Louis Rougier, Op. cit. p. 80 - 119.
Revenons au Cours de Mr. Nicolas Lossky :
- CHAPITRE LI -
LE SECOND CONCILE DE LYON (1274).
§ 1. — Le contexte historique.
Le premier concile de Lyon fut celui de 1245. Le second concile de Lyon est considéré par l'Église romaine en tant que 14e concile œcuménique. Entre Innocent IV et l'Empereur Frédéric II - dernier représentant des Hohenstaufen, dynastie qui sera suivie par celle des Habsbourg - se déroule une lutte d'influence. Frédéric II fut couronné en 1215, couronnement confirmé par le concile de Latran de cette même année. Une longue vacance du Siège de Rome se déroula du 29 novembre 1268, date de la mort de Clément IV, jusqu'en septembre 1271, date de l'élection de Grégoire X. Ce dernier, ayant résidé au Moyen-Orient, est sensible à sa situation, qui est celle de la reconquête par l'Empire byzantin. En effet, Constantinople fut reprise par Michel VIII Paléontologue, en 1261. Charles d'Anjou, roi de Sicile, frère de saint Louis, a des vues sur le Siège impérial de Constantinople. Michel VIII négocie avec Rome pour limiter les ambitions de Charles d'Anjou. Michel VIII fait des promesses de réunion des Églises, et promet d'envoyer une délégation au concile que le pape convoque à Lyon. Environ mille personnes furent présentes à ce concile : des Arméniens et même le Khan mongol furent présents.

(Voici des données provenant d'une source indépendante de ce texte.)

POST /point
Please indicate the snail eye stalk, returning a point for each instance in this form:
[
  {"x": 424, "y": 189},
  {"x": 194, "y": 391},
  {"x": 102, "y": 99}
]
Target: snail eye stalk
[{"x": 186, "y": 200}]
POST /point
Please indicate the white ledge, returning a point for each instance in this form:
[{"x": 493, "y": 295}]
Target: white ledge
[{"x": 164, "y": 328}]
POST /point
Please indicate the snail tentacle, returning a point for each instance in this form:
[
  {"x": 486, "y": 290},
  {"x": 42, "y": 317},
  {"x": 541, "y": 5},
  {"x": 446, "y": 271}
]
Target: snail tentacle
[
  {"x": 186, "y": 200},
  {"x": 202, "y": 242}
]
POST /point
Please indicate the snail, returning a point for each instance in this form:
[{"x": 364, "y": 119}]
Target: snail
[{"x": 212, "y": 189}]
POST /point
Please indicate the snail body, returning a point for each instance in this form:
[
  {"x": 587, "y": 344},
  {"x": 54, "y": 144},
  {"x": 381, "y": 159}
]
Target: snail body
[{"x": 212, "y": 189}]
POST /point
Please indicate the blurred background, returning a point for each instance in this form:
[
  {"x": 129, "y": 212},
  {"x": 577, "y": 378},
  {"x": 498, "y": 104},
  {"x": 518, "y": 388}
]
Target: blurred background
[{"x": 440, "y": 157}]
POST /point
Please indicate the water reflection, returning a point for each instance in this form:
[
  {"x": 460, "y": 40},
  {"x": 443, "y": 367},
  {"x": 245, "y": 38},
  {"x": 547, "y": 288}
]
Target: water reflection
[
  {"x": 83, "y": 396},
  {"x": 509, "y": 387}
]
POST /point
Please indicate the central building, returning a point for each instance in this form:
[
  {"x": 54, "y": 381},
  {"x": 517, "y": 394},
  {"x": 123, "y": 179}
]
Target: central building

§ 2. — Le déroulement du concile.
Le 7 mai 1274, le concile est ouvert par Grégoire X. Les débats sont menés par saint Bonaventure,
jusqu'à sa mort, le 15 juillet 1274. Les débats traitent de l'organisation d'une croisade, et du « problème des Grecs ».
Lors de la fête des saints Pierre et Paul, a lieu une grande célébration, ou le Credo avec filioque est chanté. Il n'y a
pas de discussion en profondeur : l'Union est proclamée le 6 juillet. La primauté du pape, le filioque, le purgatoire et
les sept sacrements sont reconnus. Ce dossier du concile fut donc très vite réglé, et de façon peu satisfaisante pour les deux
parties.
Le dossier suivant fut celui de la Réforme de l'Église, dont la réforme des élections pontificales. On décida de canoniser
ce qui avait été pratiqué en 1271 : dans les 10 jours suivant la mort du pape, les cardinaux doivent se réunir « cum clave »
sous clef - en un lieu isolé du monde : si les dans les trois jours l'élection n'est pas faite, on réduit la nourriture,
et après cinq jours, les conclavistes sont au pain et à l'eau ! Pendant ce temps, il leur était interdit de percevoir
le moindre revenu de leurs bénéfices. Le concept est d'ordre répressif, disciplinaire.
§ 3. — Les décisions politiques du concile.
Le pape se déclare pour Rudolf de Habsbourg - et s'arroge ainsi en tant qu'autorité spirituelle,
des jugements purement politiques. Le pape refuse de couronner le roi d'Aragon, qui avait lui-même refusé de reconnaître sa suzeraineté.
La croisade échoue. Michel VIII, avec Beccos, nouveau patriarche, cherche à imposer l'Union par la violence. Grégoire X meurt en 1276.
Ses successeurs abandonnent sa position modérée : Martin IV (1281 – 1285) prend le côté de Charles d'Anjou, et l'encourage à
reconquérir Byzance. Il rompt avec Michel VIII, et le déclare schismatique. Michel VIII poussa Pierre III d'Aragon à envahir la Sicile.
Celui-ci organisa une révolte : les « Vêpres siciliennes », révolte qui aboutit à un grand massacre. Le 30 mars 1282, à l'heure des
vêpres, les partisans de Pierre III massacrent ceux de Charles d'Anjou. Cela fit de 3000 à 4000 morts, chiffre énorme pour l'époque.
Grégoire de Chypre, successeur de Beccos, préside en 1285 le concile qui rejeta officiellement l'Union. Andronic II, successeur
de Michel VIII est anti-latin. La situation se retourne donc entièrement.